Muchas veces nos decimos que algo es nuestro porque lo pone
en un papel legal. Pero los llamados bienes pertenecen por derecho propio a sus
usuarios. Tanto los bienes muebles (los que se pueden mover) como los inmuebles
(los que no).
Hay personas que se preocupan por las injusticias y las
denuncian, cada uno desde su atalaya, grande o pequeña. Son asuntos graves casi
siempre, que no dan mucho espacio a la alegría: todo lo contrario. Pueden
llegar a verse como los aguafiestas, que obvian todo lo bueno que puede ofrecer
la vida.
Algunos ocupan todos sus días en la lucha revolucionaria y
no parecen tener tiempo para la alegría. Muchos de ellos son los que hacen
avanzar el mundo. Pero se puede ser militante y disfrutón, hacer uso de la
diversión, el humor, la fiesta, la juerga, el gamberrismo, la carcajada, la
borrachera, el salirse de madre, la provocación, el descontrol.
Nos hemos acostumbrado tanto a las reglas económicas que
creemos que el dinero es la llave que abre y cierra la propiedad. Y lo que,
como sintientes, nos hace ser propietarios de algo, está realmente relacionado
con el uso y el apego. El título de dueño que dan los testamentos y los
contratos es sólo una convención, que sustituye el trato humano por la fría
calculadora.
Además de la alegría desenfrenada, esa manifestación del ser
humano que nos lleva al éxtasis y a la catarsis, tan necesarios, también existe
la alegría pausada, interior, modosa si se quiere, la alegría tranquila de la
satisfacción íntima. Está muy relacionada con la sensación de paz, de
tranquilidad, primero respecto a uno mismo y luego con las personas que nos
rodean y nos quieren.
El amor romántico, tantas veces denostado, es una de las
manifestaciones de la alegría, quizás la culminante. Cuando estamos enamorados,
las hormonas que segregan nuestros órganos al cerebro nos hacen sentir plenos
de alegría. El resto de manifestaciones amorosas, casi siempre del entorno
familiar, suelen provocar también alegrías íntimas.
¿Qué es mío, qué es tuyo? Según la legalidad, lo que reza un
legajo. Según la realidad, o lo que debería ser la realidad, mío es lo que
disfruto y tuyo lo que aprovechas. Compartamos según nuestras necesidades,
aportando según nuestras capacidades.
La alegría que se experimenta al sentirse querido, atendido,
cuidado, escuchado, es la alegría de los días escritos en el calendario de
nuestro ego. El néctar de la autodeterminación, que no mana nunca sin una
aportación externa. Cuando hacemos algo por los demás, estamos repartiendo
dádivas con nuestra marca personal, incluso si esa ayuda la disfrazamos de
anónima, condición que nunca lo es para el autor.

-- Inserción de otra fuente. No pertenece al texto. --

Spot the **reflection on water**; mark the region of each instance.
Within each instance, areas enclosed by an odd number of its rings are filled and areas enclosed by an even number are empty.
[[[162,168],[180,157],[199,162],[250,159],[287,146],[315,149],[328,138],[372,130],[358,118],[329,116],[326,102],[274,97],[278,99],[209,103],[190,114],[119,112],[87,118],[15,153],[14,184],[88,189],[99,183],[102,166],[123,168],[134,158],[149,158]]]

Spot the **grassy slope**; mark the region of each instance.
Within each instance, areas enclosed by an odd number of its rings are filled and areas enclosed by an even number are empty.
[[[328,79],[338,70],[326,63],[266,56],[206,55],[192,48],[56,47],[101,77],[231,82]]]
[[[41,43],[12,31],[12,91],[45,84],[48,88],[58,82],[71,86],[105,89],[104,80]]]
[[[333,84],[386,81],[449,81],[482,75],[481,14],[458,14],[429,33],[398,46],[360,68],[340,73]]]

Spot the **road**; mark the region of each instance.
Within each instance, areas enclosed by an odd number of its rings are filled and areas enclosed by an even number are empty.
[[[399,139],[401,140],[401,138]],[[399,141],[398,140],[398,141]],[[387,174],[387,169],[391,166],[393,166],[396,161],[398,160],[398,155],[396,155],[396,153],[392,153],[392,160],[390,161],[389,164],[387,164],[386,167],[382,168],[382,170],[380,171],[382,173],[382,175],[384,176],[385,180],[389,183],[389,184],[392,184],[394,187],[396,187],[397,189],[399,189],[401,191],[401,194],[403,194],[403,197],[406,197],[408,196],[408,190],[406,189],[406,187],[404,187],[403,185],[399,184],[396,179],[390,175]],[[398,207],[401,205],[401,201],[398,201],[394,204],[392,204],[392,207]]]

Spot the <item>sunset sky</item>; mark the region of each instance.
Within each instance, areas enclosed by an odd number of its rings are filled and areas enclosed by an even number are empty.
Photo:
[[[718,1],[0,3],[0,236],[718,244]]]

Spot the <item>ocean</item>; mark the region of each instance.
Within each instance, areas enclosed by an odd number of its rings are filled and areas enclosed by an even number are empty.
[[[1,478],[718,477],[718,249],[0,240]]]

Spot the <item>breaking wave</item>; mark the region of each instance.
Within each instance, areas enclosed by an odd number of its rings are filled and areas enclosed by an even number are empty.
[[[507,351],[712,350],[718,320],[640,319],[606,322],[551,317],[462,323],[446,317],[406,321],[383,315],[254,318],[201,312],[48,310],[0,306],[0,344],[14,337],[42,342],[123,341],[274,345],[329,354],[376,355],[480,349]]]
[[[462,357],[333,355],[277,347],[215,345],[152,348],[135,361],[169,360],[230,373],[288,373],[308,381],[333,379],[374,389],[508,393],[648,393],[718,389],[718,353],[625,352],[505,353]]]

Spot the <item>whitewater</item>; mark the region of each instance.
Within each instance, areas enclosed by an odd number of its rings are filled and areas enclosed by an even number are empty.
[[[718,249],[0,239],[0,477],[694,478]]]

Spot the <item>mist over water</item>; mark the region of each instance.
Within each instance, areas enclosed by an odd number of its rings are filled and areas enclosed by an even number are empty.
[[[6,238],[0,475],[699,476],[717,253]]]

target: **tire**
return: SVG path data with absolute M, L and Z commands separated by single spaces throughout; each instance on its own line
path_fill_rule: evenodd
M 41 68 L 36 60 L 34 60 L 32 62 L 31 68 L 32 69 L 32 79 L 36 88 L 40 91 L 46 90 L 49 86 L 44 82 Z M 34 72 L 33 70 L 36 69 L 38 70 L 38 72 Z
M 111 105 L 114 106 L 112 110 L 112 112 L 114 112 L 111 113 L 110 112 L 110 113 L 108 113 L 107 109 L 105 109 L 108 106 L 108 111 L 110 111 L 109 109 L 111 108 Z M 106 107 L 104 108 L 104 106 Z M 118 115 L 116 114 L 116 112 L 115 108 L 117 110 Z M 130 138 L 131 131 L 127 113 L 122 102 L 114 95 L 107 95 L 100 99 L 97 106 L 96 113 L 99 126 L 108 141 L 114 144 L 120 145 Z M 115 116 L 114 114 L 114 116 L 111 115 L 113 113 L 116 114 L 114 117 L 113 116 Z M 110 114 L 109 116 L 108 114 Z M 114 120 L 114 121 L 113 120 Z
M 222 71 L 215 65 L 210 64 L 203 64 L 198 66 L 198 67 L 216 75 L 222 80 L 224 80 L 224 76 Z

Y cuando somos uno de los “demás”, esos yoes que nos ayudan
se transforman en nuevas células vivas de nuestro propio yo. Repartir y recibir
atención es el intercambio medular social que genera bienestar y alegría. Lo
contrario de la alienación, también llamada enajenación.
Defender la alegría puede parecer una perogrullada, como
defender la libertad o el bien contra el mal. Pero la alegría es la emoción
positiva que nadie niega, porque es eufórica, espontánea, juguetona, inconsciente,
inesperada, a veces alocada como un niño disparatado, otras serena como un niño
dormido, siempre bienvenida como mensajera de la felicidad. Cómo no defenderla.
Todo lo cual en negativo se llama tristeza. Que se quede el
infinito sin estrellas o que pierda el ancho mar su inmensidad, pero el brillo
de alegría en tu mirada que no muera por leer a Carlos Marx.